Qwen3 Chat (On-Device LLM)
Qwen3-0.6B is a compact language model quantized to INT4 (318 MB) or INT8 (571 MB) for CoreML deployment. Runs on iPhone and Mac Neural Engine with streaming token generation. Designed for voice pipelines where an on-device LLM provides the "brain" between ASR and TTS.

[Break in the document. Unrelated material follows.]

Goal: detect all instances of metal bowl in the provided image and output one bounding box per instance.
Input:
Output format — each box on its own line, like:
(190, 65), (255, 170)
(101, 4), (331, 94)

Qwen3Chat integrates with the SpeechCore VoicePipeline as the LLM component in ASR → LLM → TTS chains. Thinking mode support allows the model to reason before responding.
Quick Start
import Qwen3Chat
let chat = try await Qwen3ChatModel.fromPretrained()
// Single response
let response = try chat.generate("What is Swift?", systemPrompt: "Answer briefly.")
print(response)
// Streaming tokens
let stream = chat.chatStream("Tell me a joke", systemPrompt: "Be funny.")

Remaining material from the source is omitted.